With the support of the Culture & Tourism Office of the Turkish Embassy in Athens:  

The Balkan Survey Films:

The Balkan Survey main program presents the latest and most notable works by renowned filmmakers of the region, as well as promising newcomers.

Cristi Puiu returns with Sieranevada (Romania’s official Oscar submission for Best Foreign Language Film) and zooms in a family that reunites to honour their late patriarch in a meal which keeps getting postponed; people and conversations come and go, while secrets and truths emerge unexpectedly in this comedy/drama with surreal hues. Also from Romania, Bogdan Mirica’s gripping debut Dogs (FIPRESCI prize, Un Certain Regard – Cannes Film Festival) is a violent western about the story of a man who inherits his grandfather’s land in the countryside; soon he will brutally confront the local mafia, whose lord was his deceased relative. Set in 1937, in a sanatorium on the Black Sea coast, Radu Jude’s latest film Scarred Hearts -based on the autobiographical novel from Max Blecher-, is an intriguing drama about a young man suffering from bone tuberculosis; he quickly becomes part of the hospital’s microcosm, where friendship, love and politics thrive despite the circumstances. On a lighter tone, Paul Negoescu’s comedy Two Lottery Tickets is an entertaining road movie in which three friends set off on a journey to retrieve their lost lottery ticket.

 

Serbian actress Mirjana Karanović makes her directorial debut with the film A Good Wife, where she also stars as the main character; a woman who is devastated to discover that her husband is involved in horrific war crimes.

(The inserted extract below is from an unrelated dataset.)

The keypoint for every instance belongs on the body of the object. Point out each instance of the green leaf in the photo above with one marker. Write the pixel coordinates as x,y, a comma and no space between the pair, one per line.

Reha Erdem’s modern fairytale Big Big World, filled with both beauty and violence, shares the story of a brother and a sister who flee into a dazzling forest after a crime is committed (Special Jury Prize, Venice Horizons-Venice Film Festival). Mehmet Can Mertoğlu’s first feature Album is an irrational comedy that reflects upon the contemporary Turkish society through the story of a couple who try to conceal that they adopted a child (France 4 Visionary Award, Semaine de la Critique-Cannes Film Festival). In Bariş Kaya and Soner Caner’s bittersweet debut Rauf, a young boy embarks on a journey in search of pink fabric for the girl he loves, facing the hardships of the adult world, amidst a turbulent socio-political situation.

 

An honest man becomes the pawn of a PR plan organized and executed by the government, in Kristina Grozeva and Petar Valchanov’s Glory; a poignant, tragicomic  satire about politics and corruption.

 

Ana-Felicia Scutelnicu’s Anishoara observes the life of a teenage girl who falls in love for the first time; an almost silent and truly captivating coming-of-age story, set in the ravishing Moldavian countryside, a place forgotten in time.

 

Two films of the Balkan Survey section delve into the aftermath of the war. In Zrinko Ogresta’s On the Other Side, a traitor who fought for “the other side” reappears and disrupts his family’s balances in this powerful psychological drama with exemplary script and plot twist (Label Europa Cinemas – Special Mention-Berlin Film Festival / Croatia’s official Oscar submission). Faton Bajraktari’s debut film Home Sweet Home points to the absurdity of the post-war society by unfolding the story of a man considered dead in battle; when he suddenly returns to his family, he realizes that their prosperity relies exclusively on his death (UNMI Kosovo’s official Oscar submission for Best Foreign Language film).

 

In addition, the Balkan Survey section of the 57th TIFF will present 5 short films that skilfully tackle with various significant themes, such as the refugees issue (A New Home by Žiga  Virc), gender (Transition by Milica Tomovic) and father-son relations (The Beast by Miroslav Sikavica, The Son by Hristo Simeonov), but also shed a humorous light on modern Balkan living (A Night in Tokoriki by Roxana Stroe).